The image shivered back to life in front of the tunnel revealing Tony and Doug as they had been before, at gunpoint by the young man.
Ann took a deep breath and Ray said a silent and secret prayer.
The General simply barked: "Get me audio!" and Jiggs, ever present and helpful, appeared a split second later holding the radio transmitter.
Ray jammed it into the socket quickly and with another twist of a knob said, "It's ready!"
The General snatched up the transmitter and quickly depressed the button. "This is the government," he said in his most authoritative voice, "put down the weapon and back away!"
The tunnel team watched with morbid fascination as the gun wielder of the future reacted to what was to him a voice echoing one hundred and thirteen years from the past. The boy's eyes roamed frantically about him, but kept the gun pinned at Doug's head. The General inwardly cringed. It seemed that the boy wasn't a complete amateur.
"We know who you are," he lied, "put down the weapon." Only the fact that his fingers were trembling betrayed the fact that the military man was anything but casual.
The last statement seemed to have done the trick and the aggressor whipped up the gun and shot off a round into the night sky before turning and darting into the shadows and the jungle. Or, rather, a 'round' was the only word the General knew to describe what the weapon had fired. It was more like a flashlight than a bullet but it had the same sound as a cannon and left a trail of smoke and ash in it's path which gently drifted down to the sand at the Time Travelers feet.
"It worked!" Ann and Ray, giddily relieved, clutched at each other in happiness and the General patted them both on the shoulder.
"Nice work," he told them, and their pale faces told them that Tony and Doug weren't the only ones in need of a little rest. "I'm ending this shift early," he declared to them, "I want you both to go home and get some rest. Jerry and Jiggs can look after things for a few hours and I need both of you to be in your top form for when we get full power and can attempt a retrieval."
The two scientists opened their mouths simultaneously to argue, but General Kirk beat them to the punch. "No arguments!
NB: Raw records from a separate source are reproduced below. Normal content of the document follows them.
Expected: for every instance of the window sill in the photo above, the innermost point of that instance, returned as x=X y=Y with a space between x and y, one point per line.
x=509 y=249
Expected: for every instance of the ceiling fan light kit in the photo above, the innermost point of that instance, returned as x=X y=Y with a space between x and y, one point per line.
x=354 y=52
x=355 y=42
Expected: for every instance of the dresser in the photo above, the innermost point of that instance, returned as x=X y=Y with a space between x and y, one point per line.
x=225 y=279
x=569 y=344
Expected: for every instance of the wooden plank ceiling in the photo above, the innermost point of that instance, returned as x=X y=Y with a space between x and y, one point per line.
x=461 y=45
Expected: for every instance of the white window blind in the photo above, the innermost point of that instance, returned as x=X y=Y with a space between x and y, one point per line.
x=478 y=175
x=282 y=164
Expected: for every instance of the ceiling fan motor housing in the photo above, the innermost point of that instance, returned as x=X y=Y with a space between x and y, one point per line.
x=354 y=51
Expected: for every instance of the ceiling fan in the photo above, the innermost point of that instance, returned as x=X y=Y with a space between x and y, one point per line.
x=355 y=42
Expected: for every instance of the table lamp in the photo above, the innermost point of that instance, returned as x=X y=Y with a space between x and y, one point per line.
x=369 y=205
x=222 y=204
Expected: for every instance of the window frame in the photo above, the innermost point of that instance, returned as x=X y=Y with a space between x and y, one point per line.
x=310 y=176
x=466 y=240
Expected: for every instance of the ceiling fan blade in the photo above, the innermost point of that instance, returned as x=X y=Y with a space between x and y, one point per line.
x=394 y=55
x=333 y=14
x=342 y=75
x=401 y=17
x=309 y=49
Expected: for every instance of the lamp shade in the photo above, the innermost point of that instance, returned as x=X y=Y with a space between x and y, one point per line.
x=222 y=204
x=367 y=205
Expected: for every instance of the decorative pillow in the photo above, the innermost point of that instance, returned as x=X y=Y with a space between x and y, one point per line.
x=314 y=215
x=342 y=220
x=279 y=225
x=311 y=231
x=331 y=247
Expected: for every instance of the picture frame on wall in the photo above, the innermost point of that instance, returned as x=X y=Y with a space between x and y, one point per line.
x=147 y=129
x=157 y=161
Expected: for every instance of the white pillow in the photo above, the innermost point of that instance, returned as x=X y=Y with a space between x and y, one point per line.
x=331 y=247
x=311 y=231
You yourself said, Ann, that we won't be able to do anything more until the power supply replenishes itself and that isn't for another nineteen hours. I won't have my two most valuable scientists exhaust themselves for no reason. Go and rest!"
Grudgingly, they stood up, accepting his orders. Ann, more stubborn than Ray (though only by a bit) jutted her chin and looked him in the eye. "Only if you promise to get some sleep too, General. It isn't just Ray and I who are in danger of exhaustion."
The General nodded with a smile. "Thank you, Ann. Yes, I think I'll be getting some rest too. With any luck, Tony and Doug will get a reprieve of their own."
With one last look around the room and a nod at Jiggs and Jerry, the General walked out of the room with a great deal more confidence than he actually felt. Hawaii, 2081. Praying harder than he'd prayed in a good long while to a god he was no longer sure existed, the General begged for his two Time Travelers to sill be alive when he got back.